Dissection of Targeting Molecular Mechanisms of Celastrol-induced Nephrotoxicity via A Combined Deconvolution Strategy of Chemoproteomics and Metabolomics

Abstract

Celastrol (Cel), derived from the traditional herb Tripterygium wilfordii Hook. f., has anti-inflammatory, anti-tumor, and immunoregulatory activities. Renal dysfunction, including acute renal failure, has been reported in patients following the administration of Cel-relative medications. However, the functional mechanism of nephrotoxicity caused by Cel is unknown. This study featured combined use of activity-based protein profiling and metabolomics analysis to distinguish the targets of the nephrotoxic effects of Cel. Results suggest that Cel may bind directly to several critical enzymes participating in metabolism and mitochondrial functions.

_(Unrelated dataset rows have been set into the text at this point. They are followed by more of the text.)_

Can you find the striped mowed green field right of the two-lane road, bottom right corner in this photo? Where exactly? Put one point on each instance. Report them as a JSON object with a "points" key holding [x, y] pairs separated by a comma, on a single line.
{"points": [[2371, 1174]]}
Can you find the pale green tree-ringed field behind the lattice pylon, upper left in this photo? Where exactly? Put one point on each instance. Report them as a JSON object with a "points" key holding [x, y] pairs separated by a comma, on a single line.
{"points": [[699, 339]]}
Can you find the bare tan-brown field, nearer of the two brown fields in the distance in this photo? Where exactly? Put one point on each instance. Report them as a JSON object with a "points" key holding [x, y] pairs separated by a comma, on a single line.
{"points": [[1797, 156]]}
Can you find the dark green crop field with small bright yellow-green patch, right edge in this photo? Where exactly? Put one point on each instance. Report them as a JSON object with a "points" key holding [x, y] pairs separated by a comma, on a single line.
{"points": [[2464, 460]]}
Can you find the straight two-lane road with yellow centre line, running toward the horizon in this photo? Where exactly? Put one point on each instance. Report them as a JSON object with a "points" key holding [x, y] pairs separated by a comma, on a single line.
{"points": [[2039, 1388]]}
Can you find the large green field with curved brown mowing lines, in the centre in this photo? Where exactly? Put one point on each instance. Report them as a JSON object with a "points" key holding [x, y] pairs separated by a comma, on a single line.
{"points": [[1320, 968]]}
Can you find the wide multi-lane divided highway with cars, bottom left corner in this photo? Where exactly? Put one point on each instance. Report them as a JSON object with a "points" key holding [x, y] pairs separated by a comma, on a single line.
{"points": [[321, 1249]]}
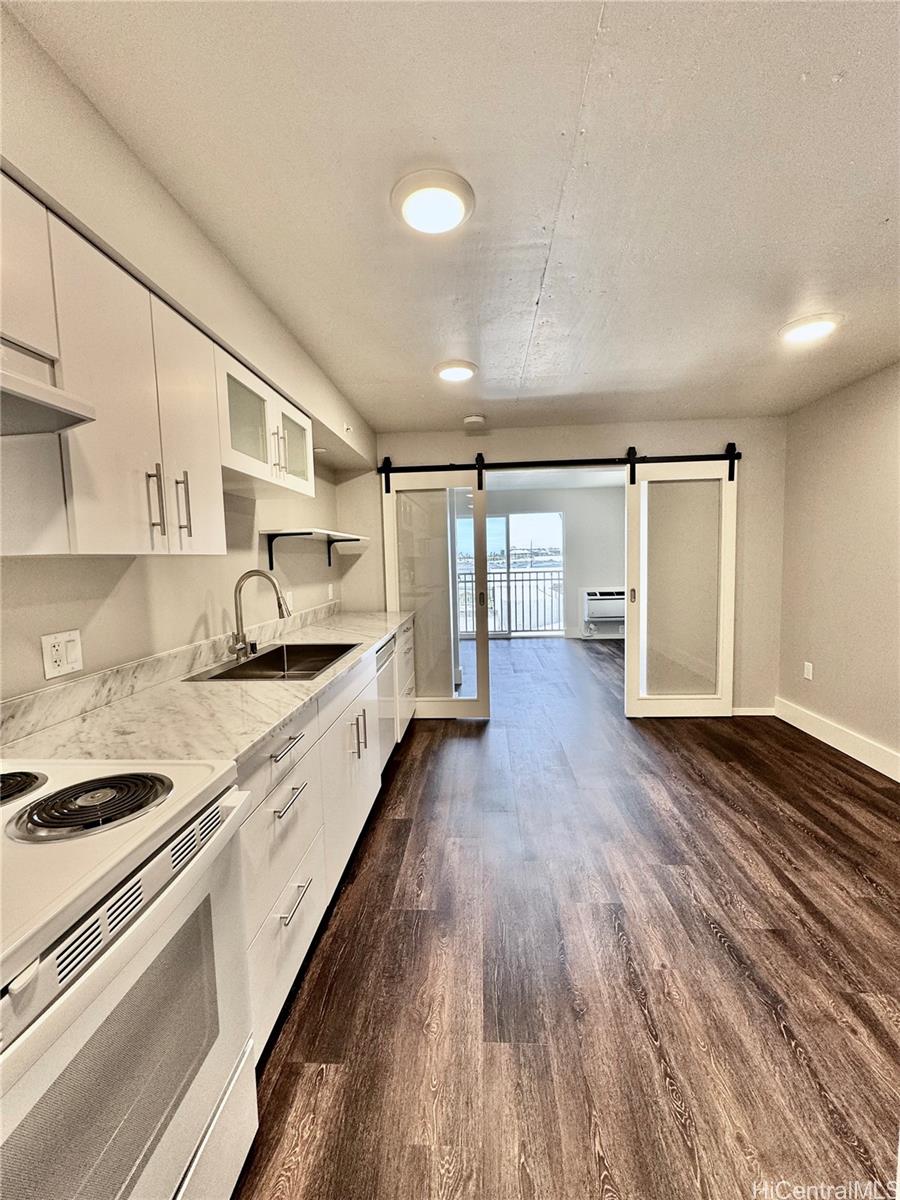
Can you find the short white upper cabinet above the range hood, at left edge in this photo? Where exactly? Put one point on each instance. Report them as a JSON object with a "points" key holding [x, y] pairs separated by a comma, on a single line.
{"points": [[29, 317]]}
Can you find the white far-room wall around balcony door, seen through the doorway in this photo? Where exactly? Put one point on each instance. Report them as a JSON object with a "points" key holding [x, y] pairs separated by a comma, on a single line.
{"points": [[595, 536]]}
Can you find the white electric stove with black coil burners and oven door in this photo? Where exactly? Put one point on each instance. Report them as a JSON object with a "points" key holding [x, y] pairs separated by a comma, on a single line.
{"points": [[124, 994]]}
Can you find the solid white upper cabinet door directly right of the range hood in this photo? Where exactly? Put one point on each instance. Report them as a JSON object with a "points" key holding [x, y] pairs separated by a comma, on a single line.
{"points": [[115, 481]]}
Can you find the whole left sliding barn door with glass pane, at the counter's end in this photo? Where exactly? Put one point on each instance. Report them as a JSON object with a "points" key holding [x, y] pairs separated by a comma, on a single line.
{"points": [[436, 565]]}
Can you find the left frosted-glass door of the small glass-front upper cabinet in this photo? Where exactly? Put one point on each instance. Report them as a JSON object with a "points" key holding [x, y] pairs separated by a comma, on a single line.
{"points": [[248, 433]]}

These enzymes include voltage-dependent anion-selective channel protein 1 (essential for maintaining mitochondrial configurational and functional stability), pyruvate carboxylase (involved in sugar isomerization and the tricarboxylic acid cycle), fatty acid synthase (related to β-oxidation of fatty acids), and pyruvate kinase M2 (associated with aerobic respiration). Proteomics and metabolomics analysis confirmed that Cel-targeted proteins disrupt some metabolic biosynthetic processes and promote mitochondrial dysfunction. Ultimately, Cel aggravated kidney cell apoptosis. These cumulative results deliver an insight into the potential mechanisms of Cel-caused nephrotoxicity. They may also facilitate development of antagonistic drugs to mitigate the harmful effects of Cel on the kidneys and improve its clinical applications.